The Minnesota Public Utilities Commission knows they know more than you do. They know what telephone service is and woe be you if your definition is different than theirs since they have the law on their side.  They recently came to the conclusion that at least one voice over Internet service is actually a telephone service deserving of regulation rather than yet another information service running over the Internet.  In case you did not know already, using the words "regulation" and "innovation" in the same sentence is a challenge.

 

It seems that someone at the Minnesota Department of Commerce saw an ad for Vonage, a voice over IP provider, thought it looked a lot like an ad from a telephone company and complained to the Minnesota Public Utilities Commission.  Ostensibly, the Minnesota Department of Commerce was worried that Vonage did not do the right thing when it came to supporting 911 emergency calls.  A spokes person for the Minnesota Department of Commerce was quoted as saying that Vonage should not be permitted to operate in Minnesota if their 911 implementation was not up to standards.  And, by the way, Minnesota has a bunch of taxes that apply to phone services and the state is involved in setting the rates for phone services.

 

There are a number of intertwined issues here.

 

o 911 services depend on knowing where someone is.  This is easy when there is a dedicated wire for the phone service, hard to impossible when someone can plug the phone into any Internet connection anywhere in the world.

 

o Even if Vonage were able to tell the emergency folk exactly where the caller is it would not be compatible with the emergency systems since they depend on receiving a phone number that they look up in a data base to find a street address.

 

o Vonage does not advertise that they provide 911 service (but they do seem to have some way to provide something like it) should they be required to provide something they do not advertise?

 

o When does a voice interaction application become a phone service -- is voice-enabled instant messaging a phone service that needs to support 911?

 

o How much of this is actually the regulators trying to protect the incumbent phone companies and the revenue streams from them?

 

When there was only one phone company in any one area there might have been a good reason for the regulators to define what services that phone company had to offer and at what price.  But since the Internet enables an infinite number of companies and individuals to offer the equivalent of phone service in the same area is the regulation still needed to protect the consumer?
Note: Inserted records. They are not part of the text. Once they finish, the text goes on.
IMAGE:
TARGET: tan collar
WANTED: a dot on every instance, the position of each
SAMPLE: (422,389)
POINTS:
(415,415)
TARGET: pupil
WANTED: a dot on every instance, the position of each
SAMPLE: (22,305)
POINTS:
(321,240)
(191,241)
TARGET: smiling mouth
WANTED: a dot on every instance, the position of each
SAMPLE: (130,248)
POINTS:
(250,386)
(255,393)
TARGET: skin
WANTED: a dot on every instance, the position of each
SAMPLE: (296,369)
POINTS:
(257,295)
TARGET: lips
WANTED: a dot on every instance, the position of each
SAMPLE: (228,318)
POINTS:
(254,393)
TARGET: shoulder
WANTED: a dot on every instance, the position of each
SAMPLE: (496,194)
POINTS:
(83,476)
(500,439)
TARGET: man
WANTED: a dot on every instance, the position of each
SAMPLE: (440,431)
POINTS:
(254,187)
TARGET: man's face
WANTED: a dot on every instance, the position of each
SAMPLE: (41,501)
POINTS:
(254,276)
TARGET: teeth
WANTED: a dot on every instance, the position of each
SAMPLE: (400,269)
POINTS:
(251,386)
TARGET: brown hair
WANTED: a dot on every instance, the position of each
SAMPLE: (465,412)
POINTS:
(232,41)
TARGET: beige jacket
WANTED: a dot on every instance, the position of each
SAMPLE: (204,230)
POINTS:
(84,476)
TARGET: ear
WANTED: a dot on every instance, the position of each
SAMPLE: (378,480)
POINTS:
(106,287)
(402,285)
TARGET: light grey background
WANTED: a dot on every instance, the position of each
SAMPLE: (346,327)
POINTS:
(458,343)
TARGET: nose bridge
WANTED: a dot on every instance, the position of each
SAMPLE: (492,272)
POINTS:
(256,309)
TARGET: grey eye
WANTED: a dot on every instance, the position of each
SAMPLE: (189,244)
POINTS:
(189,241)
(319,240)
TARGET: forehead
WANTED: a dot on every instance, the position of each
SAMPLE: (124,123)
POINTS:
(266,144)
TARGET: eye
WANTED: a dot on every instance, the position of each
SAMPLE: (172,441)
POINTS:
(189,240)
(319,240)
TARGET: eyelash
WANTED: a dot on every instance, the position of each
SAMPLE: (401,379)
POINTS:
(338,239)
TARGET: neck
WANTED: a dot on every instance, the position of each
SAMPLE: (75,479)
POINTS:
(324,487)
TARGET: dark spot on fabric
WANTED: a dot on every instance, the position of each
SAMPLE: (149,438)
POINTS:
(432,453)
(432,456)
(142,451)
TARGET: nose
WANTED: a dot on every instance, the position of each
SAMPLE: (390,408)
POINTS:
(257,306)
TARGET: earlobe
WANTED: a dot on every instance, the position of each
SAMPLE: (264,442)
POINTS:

Real competition between providers pushes innovation and lowers prices -- somehow I do not think it's likely that regulations from the Minnesota Public Utilities Commission will have the same effect.

 

Maybe Minnesota regulators should insist in truth in advertising, including requiring that the ads say if 911 is not provided, and let the customers decide what they want.  That approach seems to work in many other areas.

 

disclaimer:  I'm sure Harvard trains some regulators, I hope they are not as good at ignoring the interest of the consumers but the above is my observation.